Menu
Amazon Redshift
Database Developer Guide (API Version 2012-12-01)

System Tables for Troubleshooting Data Loads

The following Amazon Redshift system tables can be helpful in troubleshooting data load issues:

  • Query STL_LOAD_ERRORS to discover the errors that occurred during specific loads.

  • Query STL_FILE_SCAN to view load times for specific files or to see if a specific file was even read.

To find and diagnose load errors

  1. Create a view or define a query that returns details about load errors. The following example joins the STL_LOAD_ERRORS table to the STV_TBL_PERM table to match table IDs with actual table names.

    Copy
    create view loadview as (select distinct tbl, trim(name) as table_name, query, starttime, trim(filename) as input, line_number, colname, err_code, trim(err_reason) as reason from stl_load_errors sl, stv_tbl_perm sp where sl.tbl = sp.id);
  2. Set the MAXERRORS option in your COPY command to a large enough value to enable COPY to return useful information about your data. If the COPY encounters errors, an error message directs you to consult the STL_LOAD_ERRORS table for details.

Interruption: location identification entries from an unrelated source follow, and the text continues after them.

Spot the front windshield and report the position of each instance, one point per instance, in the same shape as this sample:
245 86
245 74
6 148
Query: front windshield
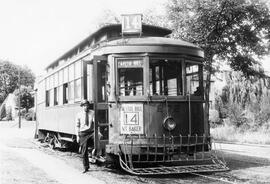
130 77
165 77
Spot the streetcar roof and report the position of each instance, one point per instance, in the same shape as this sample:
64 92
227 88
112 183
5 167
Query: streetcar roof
111 31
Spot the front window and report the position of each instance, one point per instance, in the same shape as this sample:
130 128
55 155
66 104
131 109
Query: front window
165 77
130 77
193 79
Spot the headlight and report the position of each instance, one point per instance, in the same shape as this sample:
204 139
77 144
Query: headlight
169 123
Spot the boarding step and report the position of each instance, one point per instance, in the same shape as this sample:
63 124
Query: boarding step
217 167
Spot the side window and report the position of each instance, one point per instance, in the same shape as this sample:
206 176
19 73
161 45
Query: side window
65 93
130 77
193 79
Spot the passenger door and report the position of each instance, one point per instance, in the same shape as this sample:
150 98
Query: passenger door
100 99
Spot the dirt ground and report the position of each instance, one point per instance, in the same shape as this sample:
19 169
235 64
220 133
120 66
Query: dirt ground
25 160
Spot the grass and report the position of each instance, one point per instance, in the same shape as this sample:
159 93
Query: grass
232 134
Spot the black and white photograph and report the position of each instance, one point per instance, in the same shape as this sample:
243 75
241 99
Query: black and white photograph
134 91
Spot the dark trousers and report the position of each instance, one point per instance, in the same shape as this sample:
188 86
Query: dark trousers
86 140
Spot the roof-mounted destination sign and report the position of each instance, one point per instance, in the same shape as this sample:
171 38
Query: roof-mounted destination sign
131 24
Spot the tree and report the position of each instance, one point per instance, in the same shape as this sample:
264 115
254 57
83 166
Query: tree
9 78
27 99
236 32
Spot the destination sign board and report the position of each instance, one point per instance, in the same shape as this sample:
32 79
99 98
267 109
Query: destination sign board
130 63
131 24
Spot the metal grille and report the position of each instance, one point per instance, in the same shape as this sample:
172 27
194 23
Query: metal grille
189 154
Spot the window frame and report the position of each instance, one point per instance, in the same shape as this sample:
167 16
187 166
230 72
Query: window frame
144 67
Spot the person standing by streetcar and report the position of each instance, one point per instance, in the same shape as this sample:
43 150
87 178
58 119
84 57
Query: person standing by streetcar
85 131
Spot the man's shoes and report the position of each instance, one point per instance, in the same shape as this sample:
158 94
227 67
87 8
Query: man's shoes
85 170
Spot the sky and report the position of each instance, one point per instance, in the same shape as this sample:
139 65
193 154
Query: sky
37 32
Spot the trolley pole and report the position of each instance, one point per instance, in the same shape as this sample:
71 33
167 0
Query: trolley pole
19 99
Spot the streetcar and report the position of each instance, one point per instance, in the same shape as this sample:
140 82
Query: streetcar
147 93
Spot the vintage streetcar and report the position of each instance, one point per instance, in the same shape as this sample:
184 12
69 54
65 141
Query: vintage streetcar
147 93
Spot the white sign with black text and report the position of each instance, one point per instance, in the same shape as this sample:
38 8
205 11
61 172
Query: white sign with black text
131 119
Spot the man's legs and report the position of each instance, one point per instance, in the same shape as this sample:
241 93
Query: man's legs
84 150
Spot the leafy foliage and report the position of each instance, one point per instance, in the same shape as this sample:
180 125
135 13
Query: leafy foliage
245 102
9 78
27 99
233 31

  3. Query the LOADVIEW view to see error details. For example:

    Copy
    select * from loadview where table_name='venue';
    Copy
    tbl | table_name | query | starttime --------+------------+-------+---------------------------- 100551 | venue | 20974 | 2013-01-29 19:05:58.365391 | input | line_number | colname | err_code | reason +----------------+-------------+-------+----------+--------------------- | venue_pipe.txt | 1 | 0 | 1214 | Delimiter not found
  4. Fix the problem in the input file or the load script, based on the information that the view returns. Some typical load errors to watch for include:

    • Mismatch between data types in table and values in input data fields.

    • Mismatch between number of columns in table and number of fields in input data.

    • Mismatched quotes. Amazon Redshift supports both single and double quotes; however, these quotes must be balanced appropriately.

    • Incorrect format for date/time data in input files.

    • Out-of-range values in input files (for numeric columns).

    • Number of distinct values for a column exceeds the limitation for its compression encoding.